Я шагнул к выходу быстро, будто на последнем вздохе. Мне казалось, что в следующую секунду я таки задохнусь и рухну прямо в это сверхпрочное дерьмо.
***
А. прислал сообщение, что готов говорить о продаже. Мы договорились встретиться 11 мая в 11:00.
Я стоял у кассы и диктовал по списку почти всё, что можно найти в меню Макдака. Подумал, что А. должен бы съесть всё, что я ему принесу. Я почему-то считал, что алкоголики вечно голодны, потому что на еду у них попросту не остаётся денег. Дождавшись своего заказа, который включал в себя два битком набитых пакета фастфуда, я отправился по маршруту, который в течение следующих четырёх месяцев стал моим ежедневным времяпрепровождением. Но тогда я шёл без особых ожиданий просто потому что обещал же хавчик вот и тащил. Я прекрасно понимал, что зависимые от синьки люди не умеют держать слово и говорить правду, они врут всегда, везде и всем. Но я всё равно упрямо шёл, потому что шёл за деньгами. Анализируя все варианты этой сделки, у меня постоянно выскакивала семизначная цифра комиссии. Может, есть люди, которые могут отказаться от таких денег, а я тогда даже не думал в эту сторону. Я шёл к алкашу, жаждущему халявного пойла, словно двигался в сторону автоцентра, где меня ждал новенький автомобиль. Я так загорелся этой идеей, что все очевидные риски, связанные с провалом этой сделки, для меня были абсолютно спорными.
Завернул во двор. А. сказал, что будет ждать меня там. На одной из лавочек расположилась компания дворовых синяков, завтракающих одной на всех бутылкой красного. Кто-то указал на меня пальцем. А. обернулся, засунул руки в карманы брюк и с уверенностью сурового бандита попрощался со своими корешами. Ко мне приближался чувак в малиновом пиджаке с золотыми пуговицами. Сильно мятая белая нейлоновая рубашка, такие же «глаженные» чёрные брюки, собравшиеся гармошкой под коричневым ремнём, и остроносые казаки из крокодиловой кожи завершали безупречный образ, внушавший уважение и страх среди «своих». Он был трезв, чисто выбрит и элегантен, насколько это возможно для синего алкоголика.

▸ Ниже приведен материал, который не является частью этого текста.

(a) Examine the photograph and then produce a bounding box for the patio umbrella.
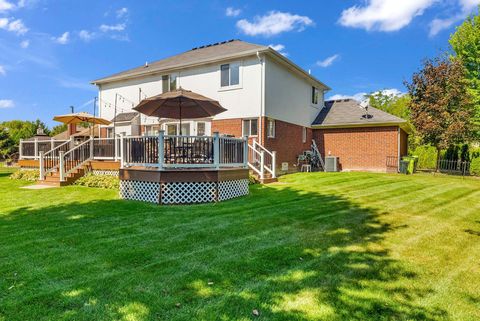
[133,88,226,135]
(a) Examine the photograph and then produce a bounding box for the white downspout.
[257,51,265,145]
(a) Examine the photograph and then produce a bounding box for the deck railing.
[19,138,68,159]
[121,131,248,168]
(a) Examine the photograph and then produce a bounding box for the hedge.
[75,174,120,189]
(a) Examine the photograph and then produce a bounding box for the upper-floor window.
[243,118,258,136]
[312,86,319,105]
[162,75,177,92]
[267,118,275,138]
[220,63,240,87]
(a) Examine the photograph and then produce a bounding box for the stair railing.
[248,144,265,179]
[252,140,277,178]
[59,138,93,182]
[39,139,73,181]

В руках у него была старая потертая барсетка, в которой, видимо, он носил тот счастливый рубль, что обычно кладут в новый кошелёк. Его лицо, ещё более помятое, чем одежда, было кошмарно опухшим.
Мы зашли в подъезд, и я снова кайфанул от изысканности вестибюля этого сталинского антиквариата. Широким жестом добродушного хозяина он пригласил меня внутрь своих апартаментов. Было чисто и убрано. Тёплый воздух врывался через все открытые окна, наполняя квартиру запахом сирени, растущей под окнами. Дышать было почти легко. Мы сели за большой стол, накрытый изрезанной и прожжённой сигаретами клеёнкой в бешеную розочку. Некоторое время А. молча разглядывал меня. Я с не меньшим любопытством разглядывал его. Потом он встал, включил электрический чайник, насыпал по кружкам растворимого кофе, залил кипятком, поставил передо мной кружку, пахнущую дешёвым кофе, пододвинул пачку рафинада и снова сел напротив.
Я поднял кружку за его здоровье и отхлебнул самый отвратительный напиток, который когда-либо пил.
— Послушай, спасибо за кофе. Нам нужно обсудить некоторые детали продажи твоей квартиры.
Он вытащил трубку из горла, вытер жидкость, которая тут же полилась оттуда, и засипел:
— Давай просто поговорим, а? Расскажи про себя: кто ты, откуда, чем дышишь?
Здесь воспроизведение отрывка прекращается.